Before I begin a summary of the report I should explain once again some of the intricacies of Hungarian parliamentary rules. Most of the time a bill is prepared and presented by the government. That usually takes months of work by the appropriate ministry. During the preparation of the bill the ministry by law must consult with groups that will be affected if the bill is passed. Normally experts are also consulted and their opinions can be scrutinized by members of parliament. So, it is a long and arduous affair. On the other hand, there is something called "bills proposed by individual members" that dispenses with all these compulsory stages of preparation. This "institution" was adopted to enable the opposition parties to take part in the legislative work of parliament. However, the practice is not restricted to members of the opposition, and in the last three months Fidesz has made extensive use of it. Of the 56 bills only 11 were proposed by the government, all the rest by individual Fidesz-KDNP members.

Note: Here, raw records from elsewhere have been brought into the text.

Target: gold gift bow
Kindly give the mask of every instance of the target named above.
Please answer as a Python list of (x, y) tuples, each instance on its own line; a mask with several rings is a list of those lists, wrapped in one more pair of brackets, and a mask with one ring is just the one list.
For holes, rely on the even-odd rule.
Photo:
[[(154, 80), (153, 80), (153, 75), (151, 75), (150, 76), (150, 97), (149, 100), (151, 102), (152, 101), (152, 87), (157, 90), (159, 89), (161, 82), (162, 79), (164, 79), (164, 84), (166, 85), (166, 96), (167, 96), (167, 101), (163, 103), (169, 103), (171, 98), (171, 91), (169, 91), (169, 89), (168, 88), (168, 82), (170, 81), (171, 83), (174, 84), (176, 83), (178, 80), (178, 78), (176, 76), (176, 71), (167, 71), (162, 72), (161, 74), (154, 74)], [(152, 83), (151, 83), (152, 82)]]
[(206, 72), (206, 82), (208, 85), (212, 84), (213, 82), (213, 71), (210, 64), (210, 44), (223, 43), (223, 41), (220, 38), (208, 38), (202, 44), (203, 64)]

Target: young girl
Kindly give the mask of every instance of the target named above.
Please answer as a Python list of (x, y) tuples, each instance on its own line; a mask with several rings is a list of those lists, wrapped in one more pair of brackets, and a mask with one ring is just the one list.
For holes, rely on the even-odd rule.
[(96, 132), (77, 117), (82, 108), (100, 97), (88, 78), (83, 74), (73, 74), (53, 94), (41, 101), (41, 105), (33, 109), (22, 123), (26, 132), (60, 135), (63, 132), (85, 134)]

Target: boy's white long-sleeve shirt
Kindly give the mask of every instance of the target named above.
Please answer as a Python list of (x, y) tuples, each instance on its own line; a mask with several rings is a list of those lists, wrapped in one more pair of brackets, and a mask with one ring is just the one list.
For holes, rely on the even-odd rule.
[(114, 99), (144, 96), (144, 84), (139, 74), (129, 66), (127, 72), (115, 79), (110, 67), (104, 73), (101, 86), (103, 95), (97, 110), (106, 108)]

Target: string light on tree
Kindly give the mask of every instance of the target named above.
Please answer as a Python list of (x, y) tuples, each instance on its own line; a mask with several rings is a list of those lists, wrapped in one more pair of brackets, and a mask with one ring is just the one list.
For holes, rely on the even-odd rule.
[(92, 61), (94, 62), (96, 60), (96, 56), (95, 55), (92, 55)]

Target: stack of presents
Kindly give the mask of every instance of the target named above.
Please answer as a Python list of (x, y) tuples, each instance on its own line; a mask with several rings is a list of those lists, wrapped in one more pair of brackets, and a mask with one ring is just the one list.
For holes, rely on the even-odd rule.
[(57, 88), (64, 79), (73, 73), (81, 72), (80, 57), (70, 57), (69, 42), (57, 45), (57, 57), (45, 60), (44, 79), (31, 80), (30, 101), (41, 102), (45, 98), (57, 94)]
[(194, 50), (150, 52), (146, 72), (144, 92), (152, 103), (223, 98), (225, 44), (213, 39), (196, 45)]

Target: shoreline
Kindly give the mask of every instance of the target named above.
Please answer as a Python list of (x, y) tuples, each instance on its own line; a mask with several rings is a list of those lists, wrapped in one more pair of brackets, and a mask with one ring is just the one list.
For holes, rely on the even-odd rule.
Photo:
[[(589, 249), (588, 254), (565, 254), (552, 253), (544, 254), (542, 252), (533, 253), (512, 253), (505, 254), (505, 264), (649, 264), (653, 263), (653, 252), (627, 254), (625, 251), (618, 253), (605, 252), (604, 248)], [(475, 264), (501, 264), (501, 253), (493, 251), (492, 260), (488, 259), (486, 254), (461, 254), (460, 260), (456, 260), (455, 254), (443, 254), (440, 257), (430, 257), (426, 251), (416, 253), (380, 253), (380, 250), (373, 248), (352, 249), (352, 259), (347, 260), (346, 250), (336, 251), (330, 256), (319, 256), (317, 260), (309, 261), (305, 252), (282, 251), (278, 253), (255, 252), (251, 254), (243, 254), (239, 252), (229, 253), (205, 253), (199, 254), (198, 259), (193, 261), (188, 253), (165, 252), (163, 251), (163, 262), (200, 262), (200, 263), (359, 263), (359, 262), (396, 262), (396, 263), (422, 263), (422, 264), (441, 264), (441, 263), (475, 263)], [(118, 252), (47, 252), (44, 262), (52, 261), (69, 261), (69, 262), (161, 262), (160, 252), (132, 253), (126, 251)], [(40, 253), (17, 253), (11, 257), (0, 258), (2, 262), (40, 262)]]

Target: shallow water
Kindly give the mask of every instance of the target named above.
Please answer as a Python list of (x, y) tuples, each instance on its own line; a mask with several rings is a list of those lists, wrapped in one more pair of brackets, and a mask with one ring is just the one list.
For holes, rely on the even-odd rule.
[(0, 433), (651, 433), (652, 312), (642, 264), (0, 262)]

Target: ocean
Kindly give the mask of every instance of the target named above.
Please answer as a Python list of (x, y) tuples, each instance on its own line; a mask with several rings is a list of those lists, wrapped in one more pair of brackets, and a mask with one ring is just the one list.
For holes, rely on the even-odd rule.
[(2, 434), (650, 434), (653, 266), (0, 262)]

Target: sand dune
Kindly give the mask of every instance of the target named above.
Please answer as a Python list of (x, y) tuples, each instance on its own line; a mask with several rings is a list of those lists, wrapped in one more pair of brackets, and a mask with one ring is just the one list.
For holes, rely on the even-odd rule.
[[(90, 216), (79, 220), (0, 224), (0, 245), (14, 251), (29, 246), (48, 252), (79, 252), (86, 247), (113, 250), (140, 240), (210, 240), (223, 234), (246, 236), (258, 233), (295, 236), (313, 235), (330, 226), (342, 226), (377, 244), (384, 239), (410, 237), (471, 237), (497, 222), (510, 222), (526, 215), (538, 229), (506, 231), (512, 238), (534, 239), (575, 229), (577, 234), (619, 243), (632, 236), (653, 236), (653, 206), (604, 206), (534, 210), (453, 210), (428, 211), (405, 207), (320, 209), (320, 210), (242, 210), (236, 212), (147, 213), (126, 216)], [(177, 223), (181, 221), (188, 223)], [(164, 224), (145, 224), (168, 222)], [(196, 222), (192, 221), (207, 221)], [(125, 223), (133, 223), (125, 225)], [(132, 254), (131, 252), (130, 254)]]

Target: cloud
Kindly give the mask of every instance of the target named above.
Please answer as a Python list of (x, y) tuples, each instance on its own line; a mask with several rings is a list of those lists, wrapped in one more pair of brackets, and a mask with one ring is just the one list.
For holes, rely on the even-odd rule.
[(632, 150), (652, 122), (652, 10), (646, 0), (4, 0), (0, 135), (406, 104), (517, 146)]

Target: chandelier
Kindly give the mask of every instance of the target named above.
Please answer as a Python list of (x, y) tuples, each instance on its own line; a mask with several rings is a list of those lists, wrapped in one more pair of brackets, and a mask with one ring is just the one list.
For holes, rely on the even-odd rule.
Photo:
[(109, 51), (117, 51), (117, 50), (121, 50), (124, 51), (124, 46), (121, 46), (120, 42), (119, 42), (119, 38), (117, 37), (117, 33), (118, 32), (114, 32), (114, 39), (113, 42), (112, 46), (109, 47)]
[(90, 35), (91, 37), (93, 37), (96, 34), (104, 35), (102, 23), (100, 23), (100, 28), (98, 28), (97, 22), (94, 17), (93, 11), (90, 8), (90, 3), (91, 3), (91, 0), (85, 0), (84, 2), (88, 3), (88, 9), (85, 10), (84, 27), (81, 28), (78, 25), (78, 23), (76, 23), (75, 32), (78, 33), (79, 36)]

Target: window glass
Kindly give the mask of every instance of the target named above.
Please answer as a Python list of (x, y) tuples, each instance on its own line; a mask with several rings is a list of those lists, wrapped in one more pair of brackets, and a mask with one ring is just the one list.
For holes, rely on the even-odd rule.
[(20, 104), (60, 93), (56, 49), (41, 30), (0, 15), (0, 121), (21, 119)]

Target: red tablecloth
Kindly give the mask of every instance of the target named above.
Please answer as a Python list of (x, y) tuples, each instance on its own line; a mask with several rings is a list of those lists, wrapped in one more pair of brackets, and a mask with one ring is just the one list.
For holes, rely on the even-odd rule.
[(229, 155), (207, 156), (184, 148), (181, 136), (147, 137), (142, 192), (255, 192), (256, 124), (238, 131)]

These bills were not the brilliant ideas of individual parliamentarians. Behind the flood of individual proposals was most likely a group of people who have been working furiously on various subjects that the party and Viktor Orbán found important. It was too much, too fast. Often these proposals were poorly prepared. Some of them had spelling and grammatical errors. Often there were internal discrepancies; sometimes important items were left out. In any case, most of them evidenced haste and carelessness. Equal speed was dictated by the speaker of the house, and thus there wasn't enough time to catch even the bigger problems with these bills. It often happened that the proposal was presented on Friday afternoon, on Monday morning it was discussed in committee and voted on without much discussion, and in the afternoon the bill was put to the floor for general discussion which they also closed on the same day. The result of this clever move was that no proposal for any modification could be suggested. Tuesday they scheduled the "detailed discussion." Usually there are only two sessions of parliament a week, and thus the following Monday the final vote was held. Even changes to the constitution were introduced and voted on in this manner.
As a result the public has been in the dark about the details of the proposed bills although some of them will have serious repercussions when it comes to the everyday life of citizens or the workings of Hungarian democracy. But nothing stopped the newly elected parliament with its huge Fidesz-KDNP majority. On average, bills were pushed through in nineteen days from the submission of a proposal to the final vote, but ten proposals were accepted within a week–that is, in two or three sessions. There were also bills that needed only one day to pass from start to finish. Within ten weeks parliament changed the constitution six times.
The result of this frenetic schedule was that it was almost impossible to follow the work of parliament. The justifications that accompanied the bills were neither detailed nor convincing. In important pieces of legislation, like the media law, justifications for certain proposals were summarized in single sentences. The justification for decreasing government subsidies to parties was simply that it was necessary to fulfill one of the goals outlined in the 29-point "action plan" introduced by Viktor Orbán in a great hurry after the Kósa-Szijjártó-Varga debacle that sent the forint plunging.
According to the legal experts of our watchdog organizations even bills proposed by the government were not prepared according to the rules and regulations currently on the books. For example, if the government wants to change the status of state employees, it will have to negotiate with the representatives of the employees. The ministry must also post the proposal on its web site and invite comments and suggestions. Of course, with this breakneck pace there was no time for such formalities. There was also no time to ascertain whether these new bills conformed to European Union laws. In fact, several observers have already predicted that the Orbán government might have to appear before the European Court because there was at least one occasion on which it knowingly violated EU dictates–namely, lowering the salary of the Hungarian National Bank's chairman, vice-chairmen, and the members of its Monetary Council. And most likely there will be others.
The first part of the report criticizes the way in which bills were prepared and passed. As is clear from this summary, the employees of these organizations found the whole process unsatisfactory and in certain cases illegal. But the substantive criticism is reserved for "the elimination of basic guarantees of a constitutional state." I will leave the discussion of this more weighty subject for tomorrow.